そして最終的にはアマダムの隣に墜落し、爆散する。

 

 

「……!」

 

 

これは、まずい――、気がする。

アマダムはゆっくりとライダー達に背を向けると逃げるために――

 

 

「!?」

 

 

そこでオレンジ色の光がアマダムの周りを飛びまわる。

ビクッと身を震わせるアマダムへ。光はアマダムへ突撃、オレンジ色の光球はアマダムをガッチリと捉えると、フワフワと空中を飛行する。

 

 

「な、なんだこれは! は、離せ! 離せよコラ!!」

 

 

分かったと言わんばかりに光はアマダムから剥がれ、地面に落ちる。

一方で地面に着地した光、そこから発光する仮面ライダーゴーストが姿を見せた。

 

 

「ッ! お前は――ッッ!!」

 

「言っただろ、アンタは、おれが倒す!!」

 

 

拳を握り締めるアマダム。

ナメられっぱなしは最強の魔法使いとして認めるワケにはいかない。

なによりライダーが増えたからどうしたと言うのか。

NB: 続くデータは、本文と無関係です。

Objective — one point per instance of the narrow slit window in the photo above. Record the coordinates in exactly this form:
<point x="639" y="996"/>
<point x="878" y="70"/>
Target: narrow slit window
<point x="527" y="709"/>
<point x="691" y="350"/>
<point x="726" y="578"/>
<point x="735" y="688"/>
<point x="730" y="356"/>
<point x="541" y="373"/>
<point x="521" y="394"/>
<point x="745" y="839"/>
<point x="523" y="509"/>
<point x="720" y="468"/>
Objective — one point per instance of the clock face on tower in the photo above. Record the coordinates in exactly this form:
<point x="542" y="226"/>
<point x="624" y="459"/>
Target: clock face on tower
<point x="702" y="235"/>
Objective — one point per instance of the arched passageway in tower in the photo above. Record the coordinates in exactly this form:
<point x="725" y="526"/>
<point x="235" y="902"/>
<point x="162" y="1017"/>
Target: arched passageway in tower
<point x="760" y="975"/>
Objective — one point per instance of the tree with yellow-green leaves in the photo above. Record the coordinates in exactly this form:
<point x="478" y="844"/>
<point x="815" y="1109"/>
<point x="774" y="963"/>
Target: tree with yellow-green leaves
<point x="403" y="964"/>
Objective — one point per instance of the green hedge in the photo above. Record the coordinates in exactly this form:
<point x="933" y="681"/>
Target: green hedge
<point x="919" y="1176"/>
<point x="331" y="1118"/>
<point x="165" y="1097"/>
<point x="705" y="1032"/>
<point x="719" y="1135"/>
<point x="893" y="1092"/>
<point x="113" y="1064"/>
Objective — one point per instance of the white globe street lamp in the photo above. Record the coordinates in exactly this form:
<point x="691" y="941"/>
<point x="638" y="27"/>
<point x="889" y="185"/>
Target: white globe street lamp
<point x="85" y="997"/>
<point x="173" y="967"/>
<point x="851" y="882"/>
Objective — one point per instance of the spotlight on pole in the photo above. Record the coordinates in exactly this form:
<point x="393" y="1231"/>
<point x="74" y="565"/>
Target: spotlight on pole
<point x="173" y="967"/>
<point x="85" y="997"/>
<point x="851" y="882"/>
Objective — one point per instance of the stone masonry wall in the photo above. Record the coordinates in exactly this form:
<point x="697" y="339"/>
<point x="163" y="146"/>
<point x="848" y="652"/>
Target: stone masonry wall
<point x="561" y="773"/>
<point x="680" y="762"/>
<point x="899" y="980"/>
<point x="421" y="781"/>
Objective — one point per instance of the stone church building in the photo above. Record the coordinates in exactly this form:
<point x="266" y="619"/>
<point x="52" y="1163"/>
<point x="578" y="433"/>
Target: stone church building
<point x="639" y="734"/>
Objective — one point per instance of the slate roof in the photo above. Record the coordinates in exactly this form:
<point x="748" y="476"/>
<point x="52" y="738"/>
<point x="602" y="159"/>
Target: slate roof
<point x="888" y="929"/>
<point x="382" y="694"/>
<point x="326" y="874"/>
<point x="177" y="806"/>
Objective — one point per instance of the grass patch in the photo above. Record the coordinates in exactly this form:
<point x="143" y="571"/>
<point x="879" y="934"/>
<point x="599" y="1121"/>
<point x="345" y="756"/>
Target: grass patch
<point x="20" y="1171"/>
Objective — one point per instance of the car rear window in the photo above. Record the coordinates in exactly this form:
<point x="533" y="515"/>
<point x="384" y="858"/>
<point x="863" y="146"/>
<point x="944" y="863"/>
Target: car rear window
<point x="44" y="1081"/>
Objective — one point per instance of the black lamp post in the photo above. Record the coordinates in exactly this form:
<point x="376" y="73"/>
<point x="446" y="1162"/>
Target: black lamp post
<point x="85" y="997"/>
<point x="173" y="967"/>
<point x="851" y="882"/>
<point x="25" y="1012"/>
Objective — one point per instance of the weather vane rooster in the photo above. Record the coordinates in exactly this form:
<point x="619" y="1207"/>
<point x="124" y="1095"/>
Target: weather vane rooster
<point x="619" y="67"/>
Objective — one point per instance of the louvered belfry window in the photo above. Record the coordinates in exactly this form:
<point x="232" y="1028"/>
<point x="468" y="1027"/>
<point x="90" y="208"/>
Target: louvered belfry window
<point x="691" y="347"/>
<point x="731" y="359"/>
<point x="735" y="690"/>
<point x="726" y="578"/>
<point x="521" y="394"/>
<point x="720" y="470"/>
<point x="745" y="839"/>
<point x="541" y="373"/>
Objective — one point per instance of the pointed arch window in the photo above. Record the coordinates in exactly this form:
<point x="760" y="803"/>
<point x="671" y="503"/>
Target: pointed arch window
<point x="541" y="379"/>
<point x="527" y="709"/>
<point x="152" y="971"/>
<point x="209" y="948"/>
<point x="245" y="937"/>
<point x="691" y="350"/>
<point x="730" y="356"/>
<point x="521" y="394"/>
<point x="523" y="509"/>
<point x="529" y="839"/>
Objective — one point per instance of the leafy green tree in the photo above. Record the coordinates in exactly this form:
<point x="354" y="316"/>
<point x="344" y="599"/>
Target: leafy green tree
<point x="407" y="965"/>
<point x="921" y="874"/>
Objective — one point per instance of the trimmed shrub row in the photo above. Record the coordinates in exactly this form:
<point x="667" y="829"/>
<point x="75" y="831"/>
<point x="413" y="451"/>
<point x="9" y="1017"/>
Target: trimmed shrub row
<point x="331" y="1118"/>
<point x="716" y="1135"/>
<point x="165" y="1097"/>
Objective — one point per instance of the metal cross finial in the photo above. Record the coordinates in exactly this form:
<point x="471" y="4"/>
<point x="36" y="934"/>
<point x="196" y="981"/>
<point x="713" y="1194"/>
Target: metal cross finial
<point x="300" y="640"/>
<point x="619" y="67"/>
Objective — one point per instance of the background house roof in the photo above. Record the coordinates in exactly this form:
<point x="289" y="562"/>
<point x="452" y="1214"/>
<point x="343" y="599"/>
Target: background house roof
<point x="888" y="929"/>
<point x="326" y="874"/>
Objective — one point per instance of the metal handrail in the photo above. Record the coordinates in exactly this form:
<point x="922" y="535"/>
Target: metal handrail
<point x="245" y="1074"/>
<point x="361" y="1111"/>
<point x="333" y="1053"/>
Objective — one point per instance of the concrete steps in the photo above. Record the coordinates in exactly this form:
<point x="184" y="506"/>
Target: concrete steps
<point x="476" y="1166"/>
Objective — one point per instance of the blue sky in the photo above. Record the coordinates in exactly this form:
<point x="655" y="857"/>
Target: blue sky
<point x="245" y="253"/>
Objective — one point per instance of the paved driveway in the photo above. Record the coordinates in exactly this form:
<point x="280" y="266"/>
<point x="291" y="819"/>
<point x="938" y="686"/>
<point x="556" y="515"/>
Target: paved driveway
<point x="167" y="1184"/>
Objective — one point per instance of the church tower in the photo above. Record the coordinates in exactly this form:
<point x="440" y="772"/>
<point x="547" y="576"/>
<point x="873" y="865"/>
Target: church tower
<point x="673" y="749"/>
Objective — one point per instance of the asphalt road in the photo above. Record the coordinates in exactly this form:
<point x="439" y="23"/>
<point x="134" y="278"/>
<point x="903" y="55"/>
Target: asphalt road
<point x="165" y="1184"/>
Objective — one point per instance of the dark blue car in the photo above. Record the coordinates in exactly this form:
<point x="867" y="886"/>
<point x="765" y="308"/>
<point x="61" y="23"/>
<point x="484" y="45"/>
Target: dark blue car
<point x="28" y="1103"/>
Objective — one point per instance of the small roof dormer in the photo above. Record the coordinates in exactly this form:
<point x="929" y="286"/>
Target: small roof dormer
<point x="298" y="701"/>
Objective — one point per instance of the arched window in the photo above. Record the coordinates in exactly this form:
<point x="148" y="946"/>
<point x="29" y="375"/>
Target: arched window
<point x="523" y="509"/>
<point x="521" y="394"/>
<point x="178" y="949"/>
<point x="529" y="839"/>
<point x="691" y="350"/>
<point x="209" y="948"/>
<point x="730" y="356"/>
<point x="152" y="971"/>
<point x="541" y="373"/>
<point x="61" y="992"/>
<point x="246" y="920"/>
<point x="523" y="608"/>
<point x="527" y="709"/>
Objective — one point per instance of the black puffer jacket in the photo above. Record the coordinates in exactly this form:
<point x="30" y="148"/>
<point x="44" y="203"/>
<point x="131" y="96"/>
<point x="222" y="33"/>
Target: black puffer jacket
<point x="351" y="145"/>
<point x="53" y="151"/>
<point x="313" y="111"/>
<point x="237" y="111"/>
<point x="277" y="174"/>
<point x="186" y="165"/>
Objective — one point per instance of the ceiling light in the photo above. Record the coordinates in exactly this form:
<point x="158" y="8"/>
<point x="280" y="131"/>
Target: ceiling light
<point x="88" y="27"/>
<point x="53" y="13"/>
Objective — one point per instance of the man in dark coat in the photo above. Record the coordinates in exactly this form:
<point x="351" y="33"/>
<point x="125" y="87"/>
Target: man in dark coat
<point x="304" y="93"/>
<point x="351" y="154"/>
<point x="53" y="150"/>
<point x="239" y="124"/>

そうだ、首領も言っていた。甦るなら、何度だって潰せばいい。

だってそれができる実力があるのだから!!

 

 

「ガアアア! 来い駄作野郎! ライダーの中で一番最初に死ぬのはテメェがお似合いだもんなァア!!!」

 

「………」

 

 

アマダムの挑発にゴーストは反応しなかった。

それはなぜか? ゴーストの目は、アマダムを。そして何よりももっと遠くを見ていた。

 

 

 

 

 

 






まあ最近は特に

ライダー=正義ではなく自由の為に戦う

という図式が確立されていっているようにも思えますね。
もともとコンセプト的にも敵側にも正義があるから、自由の為に――って話だったと想うんですが、それでも僕は仮面ライダーには正義ために戦う正義のヒーローでいて欲しいですな。

V3の歌詞とかにも思いっきり正義って単語出てくるしね(´・ω・)

次回はちょっと未定。
親知らず抜いたんですけど、地獄みたいな日々が続いております。
最近やっと調子が戻ってきたんで、まあそんなに遅れる事はないと思います。